This push for pharma to connect with their end-users–their patients–can fortify pharmaceutical research and broaden the scope of which diseases drugs can cure. The careful monitoring of vital signs, test results, adverse reactions, and side effects can define the success of a specific medication or even guide research for new drugs and breakthroughs for diseases that have no cure yet. This increased targeting provided by mobile mHealth solutions and devices can help ensure pharma companies can deliver better therapeutic value with drugs that treat and prevent disease more efficiently.

2. It Can Drive Preventive Care and Treatment Adherence

2. It Can Drive Preventive Care and Treatment Adherence

According to the Center for Disease Control and Prevention (CDC), preventable and chronic illnesses make up 90% of the US healthcare spending, which means that disease prevention strategies can significantly help reduce the healthcare system’s spending. On a global scale, the World Economic Forum predicted that the worldwide economic impact of chronic disease could reach $47 trillion by 2030. Therefore, the modern healthcare system must promote healthy habits, ensure patient engagement and adherence with their treatments and medications, and implement preventative approaches to health conditions. Luckily, mHealth apps are helping physicians and pharmaceutical companies accomplish these complex tasks by leveraging value-based medical delivery models, providing real-time medical data, and, as stated earlier, promoting patient-centric medical care.

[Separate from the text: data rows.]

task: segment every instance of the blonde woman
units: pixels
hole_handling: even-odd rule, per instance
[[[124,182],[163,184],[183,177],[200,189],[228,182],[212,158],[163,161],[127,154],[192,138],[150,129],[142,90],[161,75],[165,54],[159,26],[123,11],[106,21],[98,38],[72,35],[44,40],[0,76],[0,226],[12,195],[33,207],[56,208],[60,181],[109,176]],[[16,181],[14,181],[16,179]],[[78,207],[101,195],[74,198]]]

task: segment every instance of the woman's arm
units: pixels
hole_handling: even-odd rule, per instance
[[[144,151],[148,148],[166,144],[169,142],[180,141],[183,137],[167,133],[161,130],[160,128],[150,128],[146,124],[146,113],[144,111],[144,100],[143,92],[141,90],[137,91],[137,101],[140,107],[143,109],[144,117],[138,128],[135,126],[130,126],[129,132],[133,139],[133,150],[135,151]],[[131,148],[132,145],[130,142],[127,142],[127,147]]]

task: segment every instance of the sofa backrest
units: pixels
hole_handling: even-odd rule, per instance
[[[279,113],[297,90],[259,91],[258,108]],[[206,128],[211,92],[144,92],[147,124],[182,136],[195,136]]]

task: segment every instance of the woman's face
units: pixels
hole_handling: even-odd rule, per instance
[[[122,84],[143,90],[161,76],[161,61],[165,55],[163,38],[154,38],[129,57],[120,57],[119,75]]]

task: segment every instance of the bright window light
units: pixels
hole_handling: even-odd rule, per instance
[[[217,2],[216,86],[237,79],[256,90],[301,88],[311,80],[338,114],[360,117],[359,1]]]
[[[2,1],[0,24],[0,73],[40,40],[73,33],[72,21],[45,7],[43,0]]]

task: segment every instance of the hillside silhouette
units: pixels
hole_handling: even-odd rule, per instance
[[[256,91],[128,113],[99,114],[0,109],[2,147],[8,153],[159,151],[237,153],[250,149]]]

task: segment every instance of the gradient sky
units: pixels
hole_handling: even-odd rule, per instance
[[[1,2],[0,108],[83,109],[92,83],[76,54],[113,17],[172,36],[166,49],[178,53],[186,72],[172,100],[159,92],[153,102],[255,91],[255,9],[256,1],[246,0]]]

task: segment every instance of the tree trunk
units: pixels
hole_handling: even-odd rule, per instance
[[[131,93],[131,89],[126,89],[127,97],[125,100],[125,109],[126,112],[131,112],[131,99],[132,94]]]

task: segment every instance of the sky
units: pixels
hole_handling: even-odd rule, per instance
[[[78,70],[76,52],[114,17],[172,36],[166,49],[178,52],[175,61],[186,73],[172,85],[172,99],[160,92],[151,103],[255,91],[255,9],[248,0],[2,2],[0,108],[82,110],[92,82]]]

One survey found that 60% of healthcare and pharma industry leaders consider patient engagement as one of the main drivers of disease prevention, high-quality medical care, and cost savings in the system. It’s important to understand that patient engagement depends on how much of their disease and treatment they know; you can’t play an active role on something you don’t fully comprehend. Unfortunately, pharma companies and patients don’t have a history of direct relationships. Historically, pharma has only established–business–relationships with doctors and hospitals through pharma reps. And, when pharma companies have developed their apps to reach out to patients, only 30% of users trusted them.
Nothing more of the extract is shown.